On 4/26/06, Keith <kstephens@bizjournals.com> wrote:
>
> Can you provide me any pros and cons between using subversion and using
> Visual Source Safe?
>
Microsoft doesn't even use VSS, and haven't for many years. VSS is a
nightmare to maintain from a server admin perspective, and you are almost
guaranteed to lose data eventually. Backups are not simple. The interface
is clumsy and outdated. There's an API provided for coding your own
scripts/programs against it, but we never managed to find very good
documentation on it. IMO, unless you need a specific feature of VSS, there
is NO compelling argument to use it. The lock-modify-unlock model
(pessimistc locking) is a major hassle if you have multiple developers in
the same groups of files regularly, or if someone goes on vacation and
forgets to check everything in.
I speak as both an ex-VSS user and ex-part-time-VSS admin. When we
implemented VSS at my last job late in '99, it was the best option we had
for our needs, and worked OK for us...for a while. A year ago, I was
cursing it daily. We couldn't get backups completed because as long as any
developer left the VSS client open, or VB, or any other application that
could "talk" to the server, files in the database were open - and because we
had people who would leave these apps running constantly, our automated
nightly backups failed *every night* for months on end. We had
corrupted/lost files, We couldn't even run a repair on the database for a
while, and when we finally did, the database was so far gone we never got
many of those lost files back.
MS is supposedly coming out with a replacement for it, but I don't think
it's past beta stage yet. They've been talking about it for a very long
time.
I implemented Subversion at my new job last fall and it's a world of
difference. It's very easy to work with, I can get clean backups, there are
myriad access methods, both in terms of clients and programming APIs or even
just calling the command line client from scripts. I have a level of
confidence in SVN that I never had with VSS. Copy-Modify-Merge, or
optimistic locking, makes collaboration MUCH easier, and significantly
reduces the server load. Users work in a disconnected mode - pull down a
working copy, then stop talking to the server. Get an update, then you can
unplug the wire. Perform your commit, and just walk away. You don't have
users constantly leaving connections to the repository hanging open.
Subversions's atomic commits ensure that your data is really there. Either
the commit works, or it doesn't. VSS doesn't do this - you can get your
first 3 files committed, then something breaks and your last 2 don't make it
in there.
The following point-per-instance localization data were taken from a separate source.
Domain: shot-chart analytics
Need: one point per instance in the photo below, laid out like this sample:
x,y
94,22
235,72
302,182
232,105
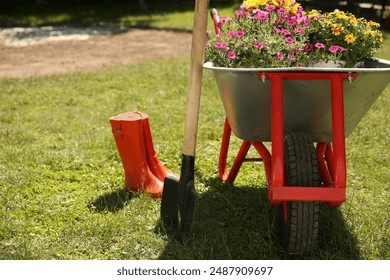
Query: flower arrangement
x,y
279,33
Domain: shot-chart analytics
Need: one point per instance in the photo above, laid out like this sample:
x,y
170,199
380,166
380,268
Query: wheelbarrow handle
x,y
217,21
195,77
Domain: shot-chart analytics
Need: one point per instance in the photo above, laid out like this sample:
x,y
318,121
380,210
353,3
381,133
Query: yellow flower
x,y
353,21
287,3
349,38
295,9
341,15
373,23
313,13
369,33
277,3
253,4
337,28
Then you have to clean up.
Subversion's global revision numbers make it very, very easy to say "ok, get
me the state of my whole project at this point in time" - with VSS, I was
having to tell our release managers "ok, I need version 4 of this file,
version 37 of this one, oh, and this last one is a brand new file." (whether
we should have used labels in VSS is a good thing to consider, but applying
those labels still would have been more labor-intensive than using tags &
branches in SVN).
Branching...I don't think I ever even tried to use branching in VSS. SVN
makes it very simple. Merging is very, very manual with VSS - SVN assumes
that it's going to happen, and does everything it can to help you in the
process.
There are some areas where VSS was better than SVN - in particular, the
integration with MS's other development tools that are VSS's contemporaries
(meaning InterDev 6, VB6 - pretty old & crusty stuff). But overall, SVN
blows VSS away.
If you decide to go with VSS, plan on having one person whose full-time job
is to keep it alive.
Also can subversion run on a Windows 2000, 2003?
>
And XP. Both the client and server pieces.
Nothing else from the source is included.